Storage Space Planning for Cloudera Manager
Minimum Required Role: Full Administrator
Cloudera Manager tracks metrics of services, jobs, and applications in many background processes. All of these metrics require storage. Depending on the size of your organization, this storage can be local or remote, disk-based or in a database, managed by you or by another team in another location.
Most system administrators are aware of common locations like /var/log/ and the need for these locations to have adequate space. This topic helps you plan for the storage needs and data storage locations used by the Cloudera Manager Server and the Cloudera Management Service to store metrics and data.
Failing to plan for the storage needs of all components of the Cloudera Manager Server and the Cloudera Management Service can negatively impact your cluster in the following ways:
- The cluster might not be able to retain historical operational data to meet internal requirements.
- The cluster might miss critical audit information that was not gathered or retained for the required length of time.
- Administrators might be unable to research past events or health status.
- Administrators might not have historical MR1, YARN, or Impala usage data when they need to reference or report on them later.
- There might be gaps in metrics collection and charts.
- The cluster might experience data loss due to filling storage locations to 100% of capacity. The effects of such an event can impact many other components.
The main theme here is that you must architect your data storage needs well in advance. You must inform your operations staff about your critical data storage locations for each host so that they can provision your infrastructure adequately and back it up appropriately. Make sure to document the discovered requirements in your internal build documentation and run books.
This topic describes both local disk storage and RDBMS storage. This distinction is made both for storage planning and also to inform migration of roles from one host to another, preparing backups, and other lifecycle management events.
The following tables provide details about each individual Cloudera Management service to enable Cloudera Manager administrators to make appropriate storage and lifecycle planning decisions.
Cloudera Manager Server
Configuration Topic | Cloudera Manager Server Configuration |
---|---|
Default Storage Location | RDBMS:
Any Supported RDBMS. For more information, see CDH and Cloudera Manager Supported Databases.

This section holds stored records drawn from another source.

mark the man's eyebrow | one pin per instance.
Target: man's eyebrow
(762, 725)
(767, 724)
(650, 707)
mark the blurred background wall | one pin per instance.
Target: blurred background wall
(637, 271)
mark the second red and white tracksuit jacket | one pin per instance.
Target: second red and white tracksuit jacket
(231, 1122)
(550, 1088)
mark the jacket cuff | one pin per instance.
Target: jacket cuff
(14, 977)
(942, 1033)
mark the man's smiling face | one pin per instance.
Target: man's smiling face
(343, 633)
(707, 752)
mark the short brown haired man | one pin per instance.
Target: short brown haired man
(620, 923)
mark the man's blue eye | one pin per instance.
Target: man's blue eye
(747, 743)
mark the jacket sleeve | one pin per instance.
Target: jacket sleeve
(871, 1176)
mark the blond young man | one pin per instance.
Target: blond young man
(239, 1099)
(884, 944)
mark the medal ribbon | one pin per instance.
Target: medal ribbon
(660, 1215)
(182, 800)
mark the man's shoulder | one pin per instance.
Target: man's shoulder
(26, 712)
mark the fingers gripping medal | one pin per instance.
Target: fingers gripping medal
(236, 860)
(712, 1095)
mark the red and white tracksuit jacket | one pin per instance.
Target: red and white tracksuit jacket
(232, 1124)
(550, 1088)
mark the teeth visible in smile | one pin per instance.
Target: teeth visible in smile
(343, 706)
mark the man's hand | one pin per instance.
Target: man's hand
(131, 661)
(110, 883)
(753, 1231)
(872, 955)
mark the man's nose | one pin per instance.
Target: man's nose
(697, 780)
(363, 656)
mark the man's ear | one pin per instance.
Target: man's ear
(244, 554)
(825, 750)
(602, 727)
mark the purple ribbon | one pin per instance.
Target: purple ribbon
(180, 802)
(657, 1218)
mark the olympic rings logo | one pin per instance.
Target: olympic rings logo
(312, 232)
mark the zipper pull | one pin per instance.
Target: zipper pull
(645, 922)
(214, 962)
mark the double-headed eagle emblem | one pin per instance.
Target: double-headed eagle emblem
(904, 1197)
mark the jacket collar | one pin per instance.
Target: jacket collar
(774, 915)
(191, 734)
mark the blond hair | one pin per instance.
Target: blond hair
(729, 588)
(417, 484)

Disk: Cloudera Manager Server Local Data Storage Directory (command_storage_path) on the host where the Cloudera Manager Server is configured to run. This local path is used by Cloudera Manager for storing data, including command result files. Critical configurations are not stored in this location. Default setting: /var/lib/cloudera-scm-server/ |
Storage Configuration Defaults, Minimum, or Maximum | There are no direct storage defaults relevant to this entity. |
Where to Control Data Retention or Size | The size of the Cloudera Manager Server database varies depending on the number of managed hosts and the number of
discrete commands that have been run in the cluster. To configure the size of the retained command results in the Cloudera Manager Administration Console, select
|
and edit the following property:
Sizing, Planning & Best Practices | The Cloudera Manager Server database is the most vital configuration store in a Cloudera Manager deployment. This
database holds the configuration for clusters, services, roles, and other necessary information that defines a deployment of Cloudera Manager and its managed hosts.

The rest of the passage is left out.